Army Upgrading Phoenix Satellite Terminals
The Army has awarded an other transaction authority agreement to upgrade its Phoenix satellite terminal system.
Envistacom — a small business specializing in wireless and satellite communications headquartered in Atlanta — was awarded the OTA agreement in January.
The Phoenix terminals, which are mounted on expanded capacity vehicles and used by expeditionary signal battalions to enable tactical communication, are reaching the end of their lifecycles, Alan Carson, senior vice president of Envistacom, said.
The program executive office for command, control and communications-tactical is currently pushing to modernize the Army’s entire tactical network, meaning that systems such as radios must be changed to have IP-based standards, he noted.
“The objectives are to primarily increase the modularity, the scalability and flexibility of the system while providing some upgrades from a technical perspective, such as the incorporation of [internet protocol] ethernet interfaces versus serial connectivity,” Carson said.
The development cycle for the Phoenix upgrades would typically take about five years, but Envistacom plans to reduce that to 18 months, Carson said. The Army is pushing a “more agile approach” for fielding new capabilities, and Envistacom, as a small business, provides it with “a little more agility” for meeting these timelines, he noted.

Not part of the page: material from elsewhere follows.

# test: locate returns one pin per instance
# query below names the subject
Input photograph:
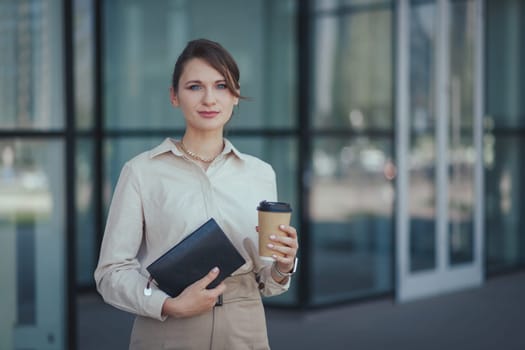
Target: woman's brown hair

Additionally, the company is working to improve the system’s cybersecurity. The terminal has a satellite component, but it also needs to connect to laptops, he noted. The terminals operate over military X/Ka and commercial C/Ku satellite bands.
“That entire network then — once they tie in — is what becomes vulnerable,” he said. “We’ll ensure that that entire system is as secure as possible.”
The company plans to develop two initial prototypes under the agreement and field them to the 50th expeditionary signal battalion located at Fort Bragg, North Carolina, Carson said.
“We will get feedback from those soldiers and then incorporate that feedback into the next two to four systems,” he said. “We [will] have real soldier feedback saying, ‘Can you improve this? Can you color code this, make these cables easier to locate or access?’”
The service is still determining plans for future prototypes, Carson said, noting that Envistacom expects to receive more information on how many additional prototypes need to be built. The Army also has money included in its program objective memorandum for the Phoenix upgrades, he added.